颜切切知道他不懂,而自己也不需要他懂、他明白。
「我……」颜切切凝视著蒋世勤,有些激动地哽咽著,「我们好久……好久不见了……」
「好久不见?」蒋世勤又是一愣,他实在不懂切切在说些什么。
而颜切切则没再说什么,她只是扑上去,紧紧地搂住蒋世勤,她需要这种扎实且温暖的感觉!
「切切!」蒋世勤反抱住她,「你今天……真的很奇怪。」
宾烫欣喜的泪水不停地流下,颜切切一直紧紧搂住蒋世勤,没有多说话。好一会儿,她才不舍地微微放松一下,但仍是紧紧靠著蒋世勤,双手勾著他的颈项。
「我爱你,永永远远地爱你。」她没头没尾,却真心真意地诉说著她的情意。
蒋世勤看著她的泪眼,「我也是,我只爱你,也只想爱你一个。

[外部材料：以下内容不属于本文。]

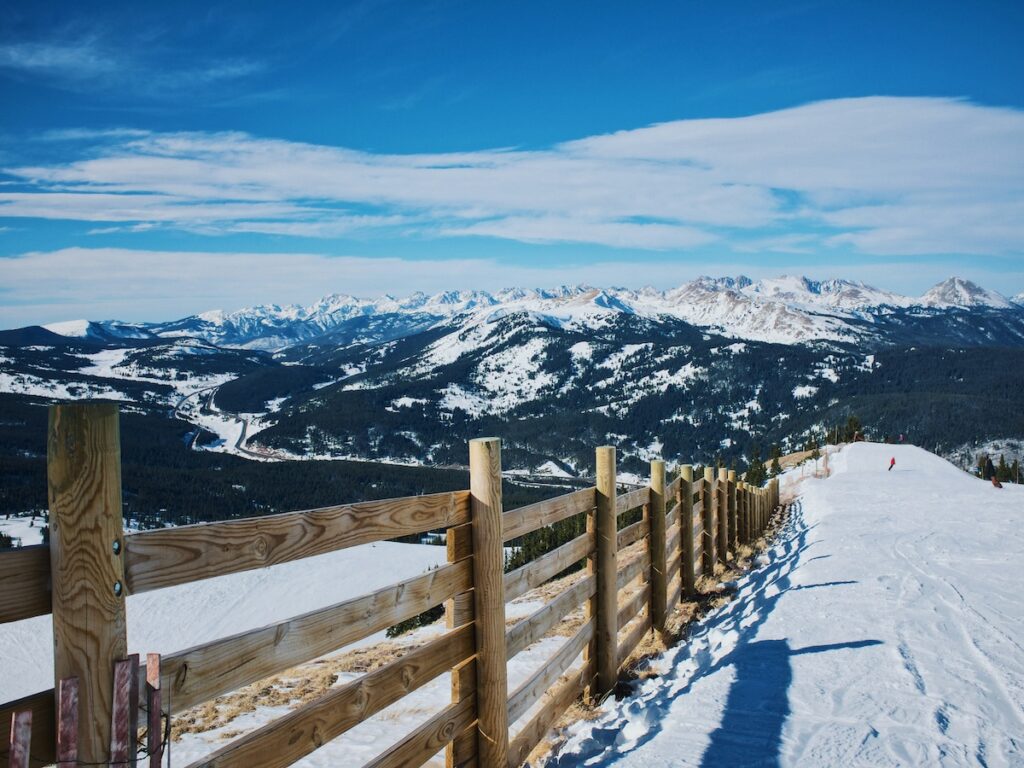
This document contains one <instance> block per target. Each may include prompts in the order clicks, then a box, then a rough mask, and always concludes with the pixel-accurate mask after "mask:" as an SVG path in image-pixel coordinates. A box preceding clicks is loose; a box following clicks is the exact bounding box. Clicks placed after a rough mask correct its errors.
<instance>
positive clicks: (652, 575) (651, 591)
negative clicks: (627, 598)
mask: <svg viewBox="0 0 1024 768" xmlns="http://www.w3.org/2000/svg"><path fill="white" fill-rule="evenodd" d="M666 505H667V501H666V492H665V462H663V461H657V460H655V461H652V462H651V463H650V504H649V505H648V506H647V507H646V510H647V516H648V519H649V521H650V531H649V532H650V538H649V548H650V616H651V624H652V625H653V626H654V629H656V630H657V631H658V632H664V631H665V625H666V620H667V617H668V599H669V577H668V567H669V553H670V552H671V550H670V549H669V540H668V527H667V525H668V524H667V521H666V515H665V510H666Z"/></svg>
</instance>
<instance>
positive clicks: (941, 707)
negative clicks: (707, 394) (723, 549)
mask: <svg viewBox="0 0 1024 768" xmlns="http://www.w3.org/2000/svg"><path fill="white" fill-rule="evenodd" d="M892 457H895V459H896V466H895V468H894V469H893V471H891V472H889V471H887V468H888V466H889V462H890V459H891V458H892ZM833 468H834V475H833V476H831V477H830V478H828V479H825V480H818V479H808V480H804V481H803V486H802V488H801V493H802V497H801V499H800V500H799V501H798V502H797V504H795V505H794V507H793V508H792V514H791V516H790V518H788V520H787V521H786V523H785V525H784V526H783V529H782V530H781V532H780V535H779V537H778V539H777V541H776V543H775V544H774V546H773V547H772V548H771V550H770V551H769V552H768V553H767V554H766V555H764V556H762V557H761V558H760V564H759V567H758V568H757V569H756V570H754V571H752V572H751V573H749V574H748V575H745V577H744V578H743V579H742V580H740V581H739V583H738V584H737V585H736V587H737V589H736V594H735V599H734V600H733V601H732V602H730V603H728V604H727V605H725V606H723V607H722V608H721V609H719V610H717V611H716V612H714V613H713V614H711V615H710V616H709V617H708V618H706V620H705V621H703V622H702V623H701V624H699V625H697V626H696V627H695V628H694V630H693V632H692V634H691V637H690V638H689V639H688V640H687V641H686V642H684V643H683V644H681V645H680V646H678V647H676V648H673V649H671V650H670V651H668V652H667V653H665V654H664V655H663V656H662V657H659V658H658V659H656V660H655V662H654V663H653V667H654V669H655V671H656V672H657V673H659V676H658V677H656V678H652V679H650V680H648V681H646V682H645V683H643V684H642V685H640V686H638V688H637V690H636V692H635V694H634V695H632V696H630V697H628V698H625V699H623V700H622V701H618V702H606V703H605V705H604V713H603V714H602V715H601V717H599V718H598V719H597V720H595V721H591V722H584V723H578V724H574V725H572V726H570V727H569V729H568V739H567V740H566V742H565V743H564V744H562V745H561V746H560V748H559V749H557V750H556V752H555V753H554V754H553V756H552V757H551V758H550V759H549V760H548V763H547V765H548V766H549V768H551V767H554V766H557V767H558V768H567V767H569V766H582V765H587V766H592V765H593V766H605V765H615V766H642V767H643V768H655V767H656V766H670V765H671V766H707V767H712V766H796V765H801V766H918V765H937V766H961V765H964V766H967V765H971V766H975V765H981V766H988V767H989V768H996V767H997V766H1012V765H1018V766H1020V765H1024V647H1022V644H1024V594H1022V593H1024V578H1022V577H1021V569H1020V556H1021V553H1022V552H1024V534H1022V528H1024V487H1022V486H1019V485H1011V484H1010V483H1006V485H1005V487H1004V489H1002V490H999V489H996V488H994V487H992V485H991V484H989V483H987V482H984V481H982V480H978V479H975V478H973V477H971V476H970V475H968V474H966V473H965V472H963V471H961V470H958V469H956V468H955V467H953V466H952V465H950V464H948V463H947V462H945V461H944V460H942V459H940V458H938V457H936V456H934V455H932V454H929V453H928V452H926V451H923V450H921V449H918V447H913V446H909V445H901V446H892V445H878V444H870V443H857V444H854V445H852V446H849V447H847V449H846V450H844V451H843V452H842V453H840V454H838V455H836V456H835V457H834V465H833ZM795 475H799V471H796V472H793V473H790V474H788V475H787V476H786V477H784V480H783V482H796V481H798V480H799V476H795Z"/></svg>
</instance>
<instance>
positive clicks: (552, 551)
mask: <svg viewBox="0 0 1024 768" xmlns="http://www.w3.org/2000/svg"><path fill="white" fill-rule="evenodd" d="M593 547H594V543H593V537H592V536H591V535H590V534H581V535H580V536H578V537H577V538H575V539H572V540H571V541H568V542H566V543H565V544H563V545H562V546H561V547H558V548H557V549H553V550H552V551H551V552H548V553H547V554H546V555H542V556H541V557H539V558H537V559H536V560H534V561H532V562H528V563H526V564H525V565H523V566H521V567H518V568H516V569H515V570H511V571H509V572H508V573H506V574H505V578H504V579H505V602H509V601H510V600H514V599H515V598H517V597H519V596H520V595H523V594H525V593H527V592H529V591H530V590H531V589H535V588H537V587H540V586H541V585H542V584H544V583H545V582H547V581H548V580H550V579H553V578H554V577H555V575H557V574H558V573H560V572H561V571H563V570H565V568H567V567H569V566H570V565H571V564H572V563H574V562H577V561H579V560H582V559H583V558H585V557H586V556H587V555H589V554H590V552H591V551H592V550H593Z"/></svg>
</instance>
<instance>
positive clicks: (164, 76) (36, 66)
mask: <svg viewBox="0 0 1024 768" xmlns="http://www.w3.org/2000/svg"><path fill="white" fill-rule="evenodd" d="M179 58H180V57H179V56H178V55H176V53H175V51H173V50H167V49H165V47H164V46H160V45H155V44H151V46H148V47H143V46H134V47H132V46H126V45H123V44H122V45H115V44H113V43H111V42H110V41H108V40H106V38H105V37H104V35H103V34H101V33H100V32H94V33H93V32H90V33H88V34H82V33H81V32H79V31H76V32H68V31H63V32H59V33H57V34H55V35H54V36H53V37H52V38H50V39H46V40H37V41H27V42H7V43H0V74H7V75H8V76H12V77H16V78H22V79H34V80H41V81H42V82H45V83H47V84H49V85H52V86H56V87H59V88H63V89H67V90H75V91H85V92H90V93H102V92H106V93H108V94H109V95H110V96H112V97H115V98H120V97H124V96H126V95H132V96H135V97H142V98H144V99H148V100H163V99H166V98H177V97H179V96H181V95H183V94H186V93H187V94H189V95H191V96H193V97H197V96H198V95H200V94H201V92H202V91H203V90H204V89H208V88H213V87H216V86H218V85H220V84H223V83H234V82H238V81H240V80H244V79H248V78H251V77H252V76H254V75H258V74H260V73H262V72H264V71H265V69H266V66H265V63H264V62H263V61H262V60H260V59H258V58H253V57H243V56H203V55H200V56H196V55H195V54H193V53H190V54H189V55H188V57H187V58H185V59H184V60H186V61H187V62H188V63H185V65H182V63H180V62H179Z"/></svg>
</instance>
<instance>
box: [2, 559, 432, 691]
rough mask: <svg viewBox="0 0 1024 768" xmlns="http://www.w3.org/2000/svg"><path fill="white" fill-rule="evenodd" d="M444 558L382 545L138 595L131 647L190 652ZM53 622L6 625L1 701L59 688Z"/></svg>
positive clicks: (362, 594)
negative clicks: (54, 681)
mask: <svg viewBox="0 0 1024 768" xmlns="http://www.w3.org/2000/svg"><path fill="white" fill-rule="evenodd" d="M444 562H445V554H444V548H443V547H435V546H430V545H418V544H393V543H391V542H381V543H379V544H373V545H366V546H362V547H355V548H352V549H345V550H341V551H339V552H332V553H329V554H326V555H318V556H316V557H309V558H306V559H304V560H296V561H294V562H290V563H285V564H283V565H275V566H273V567H271V568H260V569H258V570H248V571H245V572H243V573H231V574H230V575H224V577H217V578H216V579H207V580H205V581H202V582H194V583H193V584H185V585H181V586H180V587H171V588H169V589H164V590H158V591H155V592H146V593H144V594H141V595H132V596H130V597H129V598H128V603H127V608H128V650H129V651H130V652H135V651H137V652H139V653H146V652H156V653H170V652H173V651H177V650H184V649H185V648H189V647H191V646H193V645H197V644H200V643H205V642H208V641H210V640H216V639H217V638H221V637H228V636H230V635H234V634H237V633H240V632H245V631H246V630H251V629H256V628H258V627H263V626H266V625H269V624H275V623H278V622H283V621H285V620H287V618H290V617H292V616H296V615H299V614H301V613H304V612H307V611H310V610H315V609H316V608H323V607H326V606H328V605H333V604H334V603H337V602H341V601H342V600H345V599H347V598H350V597H356V596H358V595H364V594H368V593H370V592H373V591H374V590H377V589H380V588H382V587H386V586H387V585H389V584H393V583H395V582H399V581H402V580H404V579H411V578H412V577H416V575H419V574H420V573H423V572H424V571H426V570H427V569H429V568H432V567H436V566H438V565H440V564H442V563H444ZM384 565H386V567H384ZM50 625H51V622H50V617H49V616H48V615H47V616H38V617H36V618H29V620H27V621H24V622H15V623H14V624H5V625H0V663H2V665H3V670H4V674H3V675H2V676H0V701H9V700H11V699H14V698H17V697H19V696H24V695H28V694H30V693H35V692H36V691H39V690H43V689H45V688H48V687H50V686H52V685H53V633H52V630H51V627H50ZM382 635H383V633H380V635H378V636H376V639H378V640H379V639H380V637H381V636H382Z"/></svg>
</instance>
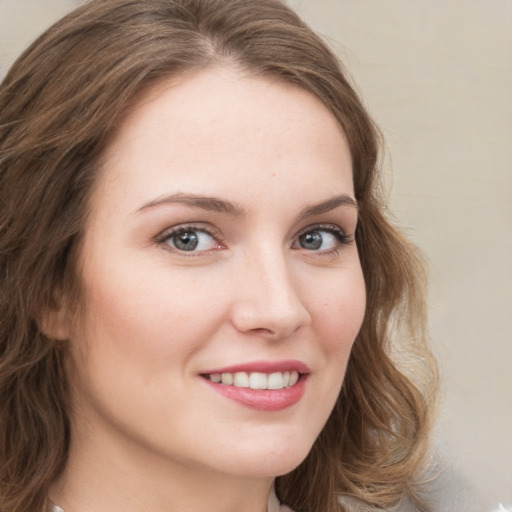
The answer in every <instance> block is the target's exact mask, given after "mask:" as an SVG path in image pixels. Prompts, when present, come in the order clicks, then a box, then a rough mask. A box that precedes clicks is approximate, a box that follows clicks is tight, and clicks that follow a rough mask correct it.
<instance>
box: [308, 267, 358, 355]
mask: <svg viewBox="0 0 512 512" xmlns="http://www.w3.org/2000/svg"><path fill="white" fill-rule="evenodd" d="M312 308H313V309H314V318H315V323H316V327H317V329H319V330H320V331H321V338H322V339H323V340H324V343H325V346H326V348H327V349H328V350H332V351H334V352H338V351H339V352H340V355H341V356H344V355H346V354H347V352H349V351H350V349H351V348H352V344H353V342H354V340H355V338H356V336H357V334H358V332H359V330H360V328H361V325H362V323H363V319H364V315H365V309H366V291H365V282H364V277H363V274H362V270H361V268H360V266H359V265H355V266H354V269H353V270H352V271H351V272H347V273H346V274H345V275H344V276H343V277H342V278H340V279H332V280H330V281H329V282H327V283H326V286H325V287H324V289H323V290H321V295H320V294H318V295H317V296H316V297H315V298H313V300H312ZM347 357H348V355H347Z"/></svg>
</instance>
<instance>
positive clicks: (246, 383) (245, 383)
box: [233, 372, 249, 388]
mask: <svg viewBox="0 0 512 512" xmlns="http://www.w3.org/2000/svg"><path fill="white" fill-rule="evenodd" d="M233 384H234V385H235V386H236V387H237V388H248V387H249V375H247V374H246V373H245V372H236V373H235V375H233Z"/></svg>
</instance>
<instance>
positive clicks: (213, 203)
mask: <svg viewBox="0 0 512 512" xmlns="http://www.w3.org/2000/svg"><path fill="white" fill-rule="evenodd" d="M165 204H184V205H186V206H191V207H195V208H200V209H202V210H206V211H211V212H216V213H224V214H227V215H229V216H230V217H243V216H244V215H245V214H246V210H245V208H244V207H243V206H241V205H239V204H237V203H235V202H232V201H226V200H225V199H220V198H218V197H209V196H201V195H190V194H184V193H177V194H171V195H166V196H162V197H158V198H156V199H154V200H153V201H150V202H149V203H146V204H144V205H143V206H142V207H141V208H139V209H138V210H137V213H139V212H141V211H143V210H146V209H148V208H154V207H155V206H160V205H165ZM339 206H350V207H352V208H356V209H358V205H357V202H356V200H355V199H353V198H352V197H350V196H349V195H346V194H341V195H339V196H334V197H331V198H330V199H327V200H326V201H322V202H321V203H318V204H315V205H312V206H307V207H306V208H304V209H302V210H301V212H300V213H299V219H304V218H307V217H313V216H314V215H319V214H322V213H327V212H330V211H331V210H334V209H336V208H338V207H339Z"/></svg>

」
「世勤——」泪水又忍不住地滑落下来,颜切切深吸一口气,想克制自己激动的情绪,「答应我一件事?」
「什么?」
「不管你将来会承受什么样的打击,都别伤心好吗?」
「会有什么事情发生吗?」蒋世勤好奇地问。
「别问我,我只需要你的允诺,好好保重你自己好吗?」颜切切眼神充满祈求与期待。
一阵莫名的慌张与不安袭遍蒋世勤,「切切——」
颜切切不等他再说下去,立即踱起脚尖,主动凑上自己的唇,堵住蒋世勤的嘴,热情地吻著他。
蒋世勤起初是吓了一跳,但才几秒钟的时间,他便化被动为主动,深情且狂炽地吻著怀中的人儿。
然而,开门进屋的纪傲翔,却正好眼见这一幕。